How to Buy a Franchise Business (Part 5)

Category: Knowledge

Part 5: Closing the Deal

 

Step 1: Don’t feel rushed. You should avoid any franchisor who tries to rush you into an agreement to purchase. Instead, you should take your time—this is your money on the line.

 

 

Step 2: Complete an application. Each application is different. Also, the application process will differ by franchise. Some well-known franchisors screen you very early in the process before giving you an application. Call the franchisor and ask about the process, then gather necessary information. By way of example, the Starbucks application requests the following information:
•    information about your current businesses (if any)
•    the geographical area where you want to run the franchise
•    your education
•    your current experience in the food and beverage industry
•    two business references
•    your career and business history, including information on positions held and duties performed
•    financial information for the prior year
•    amount of your assets (cash, stock, real estate, etc.)
•    amount of your liabilities (loans, mortgages, other debts)
•    your criminal history
•    your ideas about how you would run a franchise and why you would make a good manager

 

 

Step 3: Attend a “discovery day” at the corporate office. You are contemplating on entering a long-term business relationship with this franchisor, so it is important that you meet the people behind the logo that will be supporting you.
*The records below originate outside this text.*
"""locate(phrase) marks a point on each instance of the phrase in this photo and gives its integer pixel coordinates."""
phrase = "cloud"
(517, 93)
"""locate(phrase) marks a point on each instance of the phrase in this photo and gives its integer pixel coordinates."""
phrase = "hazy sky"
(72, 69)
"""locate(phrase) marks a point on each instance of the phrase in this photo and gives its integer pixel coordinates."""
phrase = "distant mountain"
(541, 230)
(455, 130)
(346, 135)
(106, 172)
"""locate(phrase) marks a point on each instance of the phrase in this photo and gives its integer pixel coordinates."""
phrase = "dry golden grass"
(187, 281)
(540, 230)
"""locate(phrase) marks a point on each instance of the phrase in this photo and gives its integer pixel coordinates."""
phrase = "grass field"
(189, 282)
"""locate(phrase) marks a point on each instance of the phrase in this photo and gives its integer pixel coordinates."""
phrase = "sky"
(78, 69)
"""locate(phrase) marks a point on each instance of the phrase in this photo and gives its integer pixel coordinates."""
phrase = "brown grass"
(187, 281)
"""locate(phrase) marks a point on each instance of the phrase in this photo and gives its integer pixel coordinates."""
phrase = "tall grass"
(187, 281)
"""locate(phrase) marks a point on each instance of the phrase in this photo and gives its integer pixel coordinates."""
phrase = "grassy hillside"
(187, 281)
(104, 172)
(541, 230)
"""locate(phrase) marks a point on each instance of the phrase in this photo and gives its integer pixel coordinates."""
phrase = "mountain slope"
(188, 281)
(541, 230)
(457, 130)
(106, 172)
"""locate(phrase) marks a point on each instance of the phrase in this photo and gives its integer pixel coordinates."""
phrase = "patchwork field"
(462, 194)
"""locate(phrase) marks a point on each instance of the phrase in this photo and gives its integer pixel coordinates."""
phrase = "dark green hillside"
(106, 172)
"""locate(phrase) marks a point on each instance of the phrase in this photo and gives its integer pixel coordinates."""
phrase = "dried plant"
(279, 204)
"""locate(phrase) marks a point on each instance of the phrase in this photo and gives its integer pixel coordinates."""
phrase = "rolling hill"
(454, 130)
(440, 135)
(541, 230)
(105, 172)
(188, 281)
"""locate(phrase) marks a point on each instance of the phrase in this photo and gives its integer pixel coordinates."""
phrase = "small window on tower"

Many franchisors host “discovery days” at their headquarters, and you may be invited to attend if you pass the screening. At your discovery day, you can tour the facilities and meet with members of the management team.
•    This is your opportunity to get answers to all of your questions. Write down the answers and listen closely to what management says. Make sure the answer agrees with what you have received in the FDD.
•    You might not get the FDD until you attend your discovery day. This is not ideal. In that situation, don’t leave discovery day without a business card for someone you can call with questions.
•    Franchisors are also judging you and trying to decide if you will make a good candidate. Ask smart questions and don’t ask a question that has already been answered. Look attentive.

 

 

Step 4: Receive an award notice. Usually within a week of the discovery day, the franchisor will notify you of their desire to formally award you a franchise. Most candidates will inform a franchisor of their purchase decision within the following two weeks.

 

 

Step 5: Review the contract. Before signing the contract, you should review it with your lawyer. Because these contracts are complicated (and long), you definitely want professional help understanding it.
•    Pay attention to how disputes will be resolved with the franchisor. For example, they may require arbitration at a distant location. If you agree to arbitrate disputes, you generally can’t bring a lawsuit.

 

 

 

Step 6: Ask the franchisor to clarify anything unclear. The more successful franchisors tend not to negotiate their contracts. They are so confident in their business methods that they adopt a “take it or leave it approach.” Nevertheless, if you don’t understand something in the contract, you need to send them a letter asking for clarification.
•    For example, if the contract contradicts what is in the FDD, then ask the franchisor which provision is binding.

 

 

Step 7: Negotiate, if possible. It’s actually a bad sign if a franchisor is willing to negotiate major provisions of its contract. A franchisor should be confident in its business plan and business methods. However, you might have wriggle room to negotiate minor provisions. Consider asking if you could change any of the following:
•    the training you and your staff receive
•    whether the franchisor will help with your grand opening
•    fee schedules and payments
•    the date you can launch
•    whether you can transfer the franchise
•    the definition of your territory and whether you can sell outside the territory
•    amount of time you have to fix problems before the franchisor finds you in default

 

 

Step 8: Sign the franchise agreement. You may be asked to sign the franchise contract and then mail it back to the franchisor. Or you may meet and sign it in person. Either way, make sure that you get a signed copy of the agreement and keep it in a safe place.